On BIG-IP, HA Groups is a feature that allows BIG-IP to fail over automatically based not on the health of the BIG-IP system itself but rather on the health of external resources within a traffic group. These external resources include the health and availability of pool members, trunk links, VIPRION cluster members or a combination of all three. This is the only cause of failover that is triggered based on resources outside of the BIG-IP.

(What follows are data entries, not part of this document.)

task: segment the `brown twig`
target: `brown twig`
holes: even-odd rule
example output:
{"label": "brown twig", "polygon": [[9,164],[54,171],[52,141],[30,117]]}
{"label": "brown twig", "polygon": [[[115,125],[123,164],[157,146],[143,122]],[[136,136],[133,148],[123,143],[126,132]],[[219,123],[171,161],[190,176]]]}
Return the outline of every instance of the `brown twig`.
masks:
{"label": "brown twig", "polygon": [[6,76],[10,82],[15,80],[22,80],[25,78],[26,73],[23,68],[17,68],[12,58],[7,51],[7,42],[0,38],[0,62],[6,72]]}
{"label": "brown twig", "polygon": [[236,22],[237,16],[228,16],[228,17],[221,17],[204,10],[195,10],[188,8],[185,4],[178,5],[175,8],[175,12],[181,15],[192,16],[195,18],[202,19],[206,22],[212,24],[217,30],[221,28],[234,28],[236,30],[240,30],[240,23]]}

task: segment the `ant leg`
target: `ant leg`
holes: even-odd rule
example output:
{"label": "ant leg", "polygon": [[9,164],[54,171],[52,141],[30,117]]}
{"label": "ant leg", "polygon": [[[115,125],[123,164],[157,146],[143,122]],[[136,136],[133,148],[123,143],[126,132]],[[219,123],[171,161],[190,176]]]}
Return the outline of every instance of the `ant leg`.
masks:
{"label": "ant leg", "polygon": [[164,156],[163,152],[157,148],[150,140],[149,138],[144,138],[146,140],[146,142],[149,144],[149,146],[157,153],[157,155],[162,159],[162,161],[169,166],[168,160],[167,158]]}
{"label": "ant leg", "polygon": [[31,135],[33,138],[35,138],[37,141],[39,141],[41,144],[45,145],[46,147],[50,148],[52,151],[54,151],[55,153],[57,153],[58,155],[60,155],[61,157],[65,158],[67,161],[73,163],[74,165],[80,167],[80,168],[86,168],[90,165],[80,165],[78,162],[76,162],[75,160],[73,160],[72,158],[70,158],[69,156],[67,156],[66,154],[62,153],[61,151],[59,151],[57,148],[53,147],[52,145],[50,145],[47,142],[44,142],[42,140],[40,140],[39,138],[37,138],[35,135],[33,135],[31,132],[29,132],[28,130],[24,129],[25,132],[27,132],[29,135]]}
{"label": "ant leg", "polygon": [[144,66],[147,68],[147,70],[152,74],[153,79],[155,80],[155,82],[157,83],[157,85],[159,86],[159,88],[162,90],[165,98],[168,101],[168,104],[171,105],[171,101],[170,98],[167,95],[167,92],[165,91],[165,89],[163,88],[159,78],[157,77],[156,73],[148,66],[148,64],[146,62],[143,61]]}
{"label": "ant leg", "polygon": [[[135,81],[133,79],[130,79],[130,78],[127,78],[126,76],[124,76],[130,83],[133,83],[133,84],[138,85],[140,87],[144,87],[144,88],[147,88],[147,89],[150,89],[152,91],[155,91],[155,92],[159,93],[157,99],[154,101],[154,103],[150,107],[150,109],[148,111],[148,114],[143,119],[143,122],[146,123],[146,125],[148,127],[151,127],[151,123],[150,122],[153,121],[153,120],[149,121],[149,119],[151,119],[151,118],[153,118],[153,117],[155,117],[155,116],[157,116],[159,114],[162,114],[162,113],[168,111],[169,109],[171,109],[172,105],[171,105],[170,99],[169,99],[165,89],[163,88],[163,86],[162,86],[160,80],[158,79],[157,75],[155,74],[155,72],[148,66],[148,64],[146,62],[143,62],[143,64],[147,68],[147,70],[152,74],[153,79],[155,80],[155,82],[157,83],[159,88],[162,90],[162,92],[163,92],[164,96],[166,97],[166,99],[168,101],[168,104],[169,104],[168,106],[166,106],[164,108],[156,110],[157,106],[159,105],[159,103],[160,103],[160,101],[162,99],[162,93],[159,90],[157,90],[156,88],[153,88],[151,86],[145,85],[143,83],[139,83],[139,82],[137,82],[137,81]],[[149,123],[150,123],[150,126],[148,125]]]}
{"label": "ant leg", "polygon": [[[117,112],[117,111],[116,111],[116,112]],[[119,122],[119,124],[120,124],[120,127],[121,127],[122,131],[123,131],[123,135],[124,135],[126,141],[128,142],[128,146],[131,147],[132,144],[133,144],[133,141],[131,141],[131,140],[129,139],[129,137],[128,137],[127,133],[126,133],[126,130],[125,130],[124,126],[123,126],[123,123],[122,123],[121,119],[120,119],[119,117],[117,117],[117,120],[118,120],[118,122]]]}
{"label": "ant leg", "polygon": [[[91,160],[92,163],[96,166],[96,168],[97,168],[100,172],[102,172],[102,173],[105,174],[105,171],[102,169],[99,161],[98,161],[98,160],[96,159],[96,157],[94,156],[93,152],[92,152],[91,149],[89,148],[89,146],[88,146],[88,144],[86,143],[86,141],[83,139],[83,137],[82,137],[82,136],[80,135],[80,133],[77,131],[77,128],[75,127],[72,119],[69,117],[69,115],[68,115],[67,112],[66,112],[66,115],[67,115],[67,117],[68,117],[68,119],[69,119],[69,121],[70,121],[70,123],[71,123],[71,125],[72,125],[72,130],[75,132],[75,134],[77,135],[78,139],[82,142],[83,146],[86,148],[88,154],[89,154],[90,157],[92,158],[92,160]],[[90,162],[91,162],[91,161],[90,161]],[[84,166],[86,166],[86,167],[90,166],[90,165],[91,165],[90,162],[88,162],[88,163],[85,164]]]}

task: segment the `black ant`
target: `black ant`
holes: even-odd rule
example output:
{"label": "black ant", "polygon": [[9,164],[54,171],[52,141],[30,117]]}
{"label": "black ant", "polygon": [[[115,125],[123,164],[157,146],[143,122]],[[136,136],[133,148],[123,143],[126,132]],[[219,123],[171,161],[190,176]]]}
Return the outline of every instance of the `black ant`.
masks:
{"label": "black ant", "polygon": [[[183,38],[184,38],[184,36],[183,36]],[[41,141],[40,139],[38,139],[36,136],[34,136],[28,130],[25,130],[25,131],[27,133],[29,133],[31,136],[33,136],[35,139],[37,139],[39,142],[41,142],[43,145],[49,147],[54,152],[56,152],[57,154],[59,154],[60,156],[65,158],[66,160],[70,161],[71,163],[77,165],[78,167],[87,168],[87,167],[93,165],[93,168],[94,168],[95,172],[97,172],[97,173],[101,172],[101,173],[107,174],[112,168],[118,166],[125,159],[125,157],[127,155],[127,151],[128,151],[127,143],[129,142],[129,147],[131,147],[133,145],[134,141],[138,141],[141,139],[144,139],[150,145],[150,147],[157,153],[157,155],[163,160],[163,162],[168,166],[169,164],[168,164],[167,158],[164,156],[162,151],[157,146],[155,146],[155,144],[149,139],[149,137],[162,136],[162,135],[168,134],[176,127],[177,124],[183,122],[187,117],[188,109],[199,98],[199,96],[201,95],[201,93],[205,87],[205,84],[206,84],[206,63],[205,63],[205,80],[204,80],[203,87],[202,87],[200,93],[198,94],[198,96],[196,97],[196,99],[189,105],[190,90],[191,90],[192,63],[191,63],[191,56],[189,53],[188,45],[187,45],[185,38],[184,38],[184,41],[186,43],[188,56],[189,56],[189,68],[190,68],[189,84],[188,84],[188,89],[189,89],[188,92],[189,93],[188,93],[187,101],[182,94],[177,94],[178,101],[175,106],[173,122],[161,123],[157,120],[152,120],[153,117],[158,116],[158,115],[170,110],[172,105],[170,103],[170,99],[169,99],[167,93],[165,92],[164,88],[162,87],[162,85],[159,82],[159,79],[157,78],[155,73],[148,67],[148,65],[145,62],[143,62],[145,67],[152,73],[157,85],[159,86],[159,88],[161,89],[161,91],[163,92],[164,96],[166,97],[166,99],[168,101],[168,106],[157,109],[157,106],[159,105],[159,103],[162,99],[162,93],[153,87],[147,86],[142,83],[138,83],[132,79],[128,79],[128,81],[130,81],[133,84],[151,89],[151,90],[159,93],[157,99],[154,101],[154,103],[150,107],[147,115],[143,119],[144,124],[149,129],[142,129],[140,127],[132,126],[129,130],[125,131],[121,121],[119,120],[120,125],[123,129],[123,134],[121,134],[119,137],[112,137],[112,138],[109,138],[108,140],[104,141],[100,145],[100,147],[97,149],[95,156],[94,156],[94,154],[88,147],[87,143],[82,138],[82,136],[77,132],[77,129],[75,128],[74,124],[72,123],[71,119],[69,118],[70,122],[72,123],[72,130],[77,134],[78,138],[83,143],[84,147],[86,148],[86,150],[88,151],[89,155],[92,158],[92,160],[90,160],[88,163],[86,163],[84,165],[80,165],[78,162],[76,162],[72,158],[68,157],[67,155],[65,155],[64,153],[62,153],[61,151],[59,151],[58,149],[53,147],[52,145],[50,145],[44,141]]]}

An HA group is a configuration object you create and assign to a traffic group for devices in a device group. An HA group defines health criteria for a resource (such as an application server pool) that the traffic group uses. With an HA group, the BIG-IP system can decide whether to keep a traffic group active on its current device or fail over the traffic group to another device when resources such as pool members fall below a certain level.
In this scenario, there are three BIG-IP Devices – A, B, C and each device has two traffic groups on it.
As you can see, for BIG-IP A, traffic-group 1 is active. For BIG-IP B, traffic-group 2 is active and for BIG-IP C, both traffic groups are in a standby state. Attached to traffic-group 1 on BIG-IP A is an HA group which specifies that there needs to be a minimum of 3 pool members out of 4 to be up for traffic-group-1 to remain active on BIG-IP A. Similarly, on BIG-IP B the traffic-group needs a minimum of 3 pool members up out of 4 for this traffic group to stay active on BIG-IP B.
On BIG-IP A, if fewer than 3 members of traffic-group-1 are up, this traffic-group will fail-over.
So let’s say that 2 pool members go down on BIG-IP A. Traffic-group-1 responds by failing-over to the device (BIG-IP) that has the healthiest pool…which in this case is BIG-IP C.
Now we see that traffic-group-1 is active on BIG-IP C.
Achieving the ultimate ‘Five Nines’ of web site availability (around 5 minutes of downtime a year) has been a goal of many organizations since the beginning of the internet era. There are several ways to accomplish this but essentially a few principles apply.
- Eliminate single points of failure by adding redundancy so if one component fails, the entire system still works.
- Have reliable crossover to the duplicate systems so they are ready when needed.
- And have the ability to detect failures as they occur so proper action can be taken.
If the first two are in place, hopefully you never see a failure. But if you do, HA Groups can help.